News

Here’s How Elon Musk Wants to Punish Volkswagen for Cheating

A group of green tech investors is urging California regulators to hand down a kind of alternative sentence for auto giant Volkswagen over its effort to dodge pollution controls: Make it build more electric cars.

Rather than devote huge amounts of time and money to fixing the diesel-powered cars implicated in the emissions scandal, the state should require VW “to accelerate greatly its rollout of zero emission vehicles,” the financiers wrote in an open letter to the California Air Resources Board (CARB). Not only that, the German automaker should have to produce enough electric cars to reduce tenfold the amount of pollution released by the diesels, they wrote — and it should have to build as many of those cars and batteries in California as possible.

Videos by VICE

Ion Yadigaroglu, the managing partner of Capricorn Investments and one of letter’s organizers, said the signers want regulators “to focus on being creative and not on punishment, and to look at what incredible gains could be made from what is a bad situation.”

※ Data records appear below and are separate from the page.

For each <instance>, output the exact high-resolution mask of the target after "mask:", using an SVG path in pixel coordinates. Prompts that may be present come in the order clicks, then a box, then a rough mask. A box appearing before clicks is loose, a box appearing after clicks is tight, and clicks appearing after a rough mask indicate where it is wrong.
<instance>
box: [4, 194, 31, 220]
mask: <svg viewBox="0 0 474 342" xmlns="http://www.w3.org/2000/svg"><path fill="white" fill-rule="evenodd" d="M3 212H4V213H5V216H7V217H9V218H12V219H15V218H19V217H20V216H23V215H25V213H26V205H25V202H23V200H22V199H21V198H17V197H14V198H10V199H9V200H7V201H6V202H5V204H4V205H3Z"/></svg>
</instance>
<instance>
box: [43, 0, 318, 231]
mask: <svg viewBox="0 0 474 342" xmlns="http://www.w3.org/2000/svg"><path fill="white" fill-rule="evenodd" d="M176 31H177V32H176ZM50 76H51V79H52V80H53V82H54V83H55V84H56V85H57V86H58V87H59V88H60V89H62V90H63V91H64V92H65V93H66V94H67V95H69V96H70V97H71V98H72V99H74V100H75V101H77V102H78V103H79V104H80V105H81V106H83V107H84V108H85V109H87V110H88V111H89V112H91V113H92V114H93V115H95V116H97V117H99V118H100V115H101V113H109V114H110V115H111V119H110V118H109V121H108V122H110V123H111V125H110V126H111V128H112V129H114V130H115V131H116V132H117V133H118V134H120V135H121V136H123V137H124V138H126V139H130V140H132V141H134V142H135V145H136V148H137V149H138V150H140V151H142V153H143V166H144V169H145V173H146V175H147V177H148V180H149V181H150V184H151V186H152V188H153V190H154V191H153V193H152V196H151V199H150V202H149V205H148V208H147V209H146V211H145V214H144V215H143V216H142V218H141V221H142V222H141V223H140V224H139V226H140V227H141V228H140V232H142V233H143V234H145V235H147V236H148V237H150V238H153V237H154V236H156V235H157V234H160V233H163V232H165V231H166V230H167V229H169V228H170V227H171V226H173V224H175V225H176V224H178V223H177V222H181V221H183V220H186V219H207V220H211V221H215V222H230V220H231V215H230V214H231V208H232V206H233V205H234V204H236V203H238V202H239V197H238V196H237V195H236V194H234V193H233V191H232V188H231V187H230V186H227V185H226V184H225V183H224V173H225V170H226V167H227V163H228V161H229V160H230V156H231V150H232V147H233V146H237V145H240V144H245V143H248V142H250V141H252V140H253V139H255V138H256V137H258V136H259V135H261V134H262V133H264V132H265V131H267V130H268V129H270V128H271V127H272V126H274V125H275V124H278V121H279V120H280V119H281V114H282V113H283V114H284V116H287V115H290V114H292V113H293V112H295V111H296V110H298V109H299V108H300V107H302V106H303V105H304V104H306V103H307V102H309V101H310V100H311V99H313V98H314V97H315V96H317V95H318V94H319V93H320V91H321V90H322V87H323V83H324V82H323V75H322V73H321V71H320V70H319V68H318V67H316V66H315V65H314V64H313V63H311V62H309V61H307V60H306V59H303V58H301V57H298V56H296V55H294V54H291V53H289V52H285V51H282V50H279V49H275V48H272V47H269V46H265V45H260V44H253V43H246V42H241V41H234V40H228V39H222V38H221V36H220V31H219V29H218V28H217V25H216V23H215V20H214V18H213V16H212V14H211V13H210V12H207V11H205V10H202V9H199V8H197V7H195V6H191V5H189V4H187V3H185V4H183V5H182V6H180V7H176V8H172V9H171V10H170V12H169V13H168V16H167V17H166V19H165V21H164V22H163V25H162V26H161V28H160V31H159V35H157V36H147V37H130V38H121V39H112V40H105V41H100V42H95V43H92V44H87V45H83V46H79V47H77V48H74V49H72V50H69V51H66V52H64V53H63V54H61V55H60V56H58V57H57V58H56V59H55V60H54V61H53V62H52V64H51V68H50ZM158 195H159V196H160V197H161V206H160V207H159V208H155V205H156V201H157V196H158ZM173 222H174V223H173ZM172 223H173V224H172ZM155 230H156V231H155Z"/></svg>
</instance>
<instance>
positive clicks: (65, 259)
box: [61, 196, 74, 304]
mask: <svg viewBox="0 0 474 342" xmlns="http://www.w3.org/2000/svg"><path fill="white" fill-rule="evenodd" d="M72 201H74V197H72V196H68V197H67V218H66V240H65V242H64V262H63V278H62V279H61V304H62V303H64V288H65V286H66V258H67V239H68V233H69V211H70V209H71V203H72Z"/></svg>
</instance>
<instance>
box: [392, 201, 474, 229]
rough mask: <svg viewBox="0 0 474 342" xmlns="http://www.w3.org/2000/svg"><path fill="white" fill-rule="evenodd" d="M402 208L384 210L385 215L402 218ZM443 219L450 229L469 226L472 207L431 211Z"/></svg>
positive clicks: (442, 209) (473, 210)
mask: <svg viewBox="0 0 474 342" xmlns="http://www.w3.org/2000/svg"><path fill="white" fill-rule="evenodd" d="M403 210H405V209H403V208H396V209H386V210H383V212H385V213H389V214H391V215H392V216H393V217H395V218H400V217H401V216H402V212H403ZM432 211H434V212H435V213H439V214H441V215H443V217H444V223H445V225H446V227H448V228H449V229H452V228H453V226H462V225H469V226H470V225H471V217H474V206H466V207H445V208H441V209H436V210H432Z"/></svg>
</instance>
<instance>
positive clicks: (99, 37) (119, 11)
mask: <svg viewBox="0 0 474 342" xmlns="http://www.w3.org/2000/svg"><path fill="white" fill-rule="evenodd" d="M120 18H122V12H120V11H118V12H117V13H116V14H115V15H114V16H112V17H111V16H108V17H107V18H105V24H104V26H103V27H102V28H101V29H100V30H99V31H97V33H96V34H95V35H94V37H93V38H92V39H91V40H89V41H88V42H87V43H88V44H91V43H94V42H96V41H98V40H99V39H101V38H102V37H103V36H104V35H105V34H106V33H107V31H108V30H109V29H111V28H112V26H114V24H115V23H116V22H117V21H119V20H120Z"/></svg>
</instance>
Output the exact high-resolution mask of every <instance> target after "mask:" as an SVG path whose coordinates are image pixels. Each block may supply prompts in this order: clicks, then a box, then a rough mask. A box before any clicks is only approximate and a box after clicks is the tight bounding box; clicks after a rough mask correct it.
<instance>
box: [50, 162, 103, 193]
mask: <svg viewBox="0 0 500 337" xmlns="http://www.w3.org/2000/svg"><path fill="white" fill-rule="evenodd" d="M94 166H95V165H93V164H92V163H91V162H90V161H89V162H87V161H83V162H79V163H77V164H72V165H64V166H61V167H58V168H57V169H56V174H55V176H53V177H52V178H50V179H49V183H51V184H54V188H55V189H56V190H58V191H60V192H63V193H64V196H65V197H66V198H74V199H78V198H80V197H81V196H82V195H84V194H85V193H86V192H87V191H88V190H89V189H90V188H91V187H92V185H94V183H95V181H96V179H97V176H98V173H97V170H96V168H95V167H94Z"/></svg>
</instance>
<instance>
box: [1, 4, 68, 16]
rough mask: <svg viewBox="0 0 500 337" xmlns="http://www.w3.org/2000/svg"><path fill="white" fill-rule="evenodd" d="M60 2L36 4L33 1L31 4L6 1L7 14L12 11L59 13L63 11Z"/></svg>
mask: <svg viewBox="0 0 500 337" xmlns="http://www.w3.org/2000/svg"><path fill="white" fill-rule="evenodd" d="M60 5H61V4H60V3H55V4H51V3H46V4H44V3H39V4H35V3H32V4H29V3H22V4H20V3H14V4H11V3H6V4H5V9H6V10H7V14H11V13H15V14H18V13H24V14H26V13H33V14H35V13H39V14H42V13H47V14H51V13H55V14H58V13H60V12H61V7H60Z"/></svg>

“Don’t let them off the hook,” Yadiagaroglu said. “They cheated, they’re going to incur a very large expenditure and reputational hit and many other things to deal with this. But rather than spend it on a few hundred thousand diesels which don’t do anything for us, let’s get a much greater bang for the buck.”

In addition to the chiefs of numerous investment funds that are backing low-carbon technologies, the signers of Yadiagaroglu’s open letter include Elon Musk, the CEO of SpaceX and electric automaker Tesla; Sierra Club Executive Director Michael Brune; and film producers Jeffrey Skoll and Lawrence Bender, who made the Oscar-winning climate change documentary “An Inconvenient Truth.”

Related: The Software That Helped Volkswagen Cheat Was Developed Back in 2005

Yadiagaroglu said there was “no direct business interest at stake” for the signers. And in Musk’s case, pushing Volkswagen further into the EV market “would create additional competition” for his high-end Teslas.

“At some level, everyone is self-interested,” he said. But he added, “These are all problems we care deeply about, and we see a real opportunity.”

There was no immediate response to the proposal by either Volkswagen USA or the International Council on Clean Transportation, which brought the cheating to the attention of regulators. But CARB spokesman Dave Clegern said, “Our focus has and will continue to be cleaning the air and advancing the cleanest vehicle and fuel technologies.”

Scott Shepard, a research analyst for the consulting firm Navigant, said the proposal is similar to a settlement between California utility regulators and the power company NRG, which led to the energy giant expanding a network of speedy EV charging stations around the state. But he said the deal might not do much for the people who bought the Volkswagen diesels involved in the scandal.

“Regardless of whether they make the fix or not, they should have the option to do so on VW’s dime,” Shepard said in an email.

Yadiagaroglu said the idea behind the letter isn’t particularly original — the Environmental Protection Agency resolved a similar cheating scandal in the 1990s by speeding up new rules on diesel emissions. But he said regulators shouldn’t waste time and money to replace a relatively small number of diesels that produce a fairly small amount of additional emissions.

“You have billions that are going to be spent no matter what,” Yadiagaroglu said. “Rather than have it be largely wasted, I think the people who signed it feel like it would be an enormous opportunity — a great opportunity — to actually make a dent and change the trajectory of Volkswagen, and therefore of others, in a way that’s going to be way more impactful than simply complying with the regulation.”

Related: Here’s Why Elon Musk Might Have Just Really Pissed Off Your Utility Company

Volkswagen faces an estimated $18 billion in federal penalties in the cheating probe, which led to the resignation of CEO Martin Winterkorn. The company admitted in September that software that allowed diesels to cheat on emissions tests had been installed on 11 million cars, including 500,000 diesel-powered vehicles sold in the United States.

VW launched its first electric car, the e-Golf, in 2015. After the scandal broke, it announced it would shift its focus toward building more plug-in hybrid-electric vehicles.

The company has blamed a small group of engineers for the scandal, telling reporters they came up with a scheme to trick tailpipe tests after being unable to hit US standards for nitrogen oxides. The trade publication Green Car Journal revoked the Green Car of the Year awards it had bestowed on two Volkswagen-built diesels, the 2009 Jetta TDI and 2010 Audi A3 TDI.